Monday, December 15, 2014
Scalia: Constitution Doesn’t Prohibit Torture.
I should have known better.
I had always looked upon Supreme Court Justice Antonin Scalia as someone who takes his Catholicism seriously, and therefore someone who would set the standard for the Supreme Court.
After learning of Scalia's recent interview on Swiss National Radio,I've changed my opinion. Contrary to the Catechism of the Catholic Church, which states that torture is a sin under all circumstances, Scalia said,"I don't think it's so clear at all."

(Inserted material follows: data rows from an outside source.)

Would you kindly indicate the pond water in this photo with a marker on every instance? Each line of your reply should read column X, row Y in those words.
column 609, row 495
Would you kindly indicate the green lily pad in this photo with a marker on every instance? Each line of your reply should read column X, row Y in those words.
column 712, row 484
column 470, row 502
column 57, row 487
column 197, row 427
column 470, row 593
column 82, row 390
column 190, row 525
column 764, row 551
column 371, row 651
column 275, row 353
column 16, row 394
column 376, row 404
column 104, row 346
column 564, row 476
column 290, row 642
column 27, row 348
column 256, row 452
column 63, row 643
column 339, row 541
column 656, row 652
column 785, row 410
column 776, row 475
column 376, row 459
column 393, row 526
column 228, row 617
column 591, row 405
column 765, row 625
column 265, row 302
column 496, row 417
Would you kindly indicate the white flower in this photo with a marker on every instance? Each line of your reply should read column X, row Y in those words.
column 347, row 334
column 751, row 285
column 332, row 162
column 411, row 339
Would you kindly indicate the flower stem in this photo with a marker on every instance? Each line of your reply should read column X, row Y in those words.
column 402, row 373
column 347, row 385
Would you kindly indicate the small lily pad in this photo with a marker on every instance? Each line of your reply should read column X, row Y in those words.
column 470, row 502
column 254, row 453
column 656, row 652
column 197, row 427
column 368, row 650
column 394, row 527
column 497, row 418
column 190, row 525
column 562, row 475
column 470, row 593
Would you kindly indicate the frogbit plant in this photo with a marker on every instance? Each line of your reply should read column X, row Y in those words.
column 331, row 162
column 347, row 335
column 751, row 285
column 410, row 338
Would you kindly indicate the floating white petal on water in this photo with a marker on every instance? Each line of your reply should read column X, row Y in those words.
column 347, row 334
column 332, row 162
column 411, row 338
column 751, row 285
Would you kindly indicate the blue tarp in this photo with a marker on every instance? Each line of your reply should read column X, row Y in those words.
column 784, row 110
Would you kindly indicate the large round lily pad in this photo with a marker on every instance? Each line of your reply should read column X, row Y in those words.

"I think it is very facile for people to say 'Oh, torture is terrible,'" he said. "You posit the situation where a person that you know for sure knows the location of a nuclear bomb that has been planted in Los Angeles and will kill millions of people."
The idea that torturing someone to prevent a nuclear explosion may appeal to others, and while Scalia agrees, he does not believe that information that a carload of terrorists heading to Los Angeles with an atomic bomb would be enough to justify police stopping the car, if the tip came from an anonymous source.
"I want you to say, 'Let the car go. Bye-bye, LA,'" Scalia said.
So, in his view, cops cannot stop a car driven by folks who might blow up LA in a nuclear explosion, if the cops' information comes from an anonymous source, but it's OK to torture the same guys to stop the bomb.
As it turned out, in a 5-4 ruling, the Supreme Court went against Scalia's contention that a car cannot be pulled over because of an anonymous tip. No word from the Supreme Court as to whether the drivers can be tortured.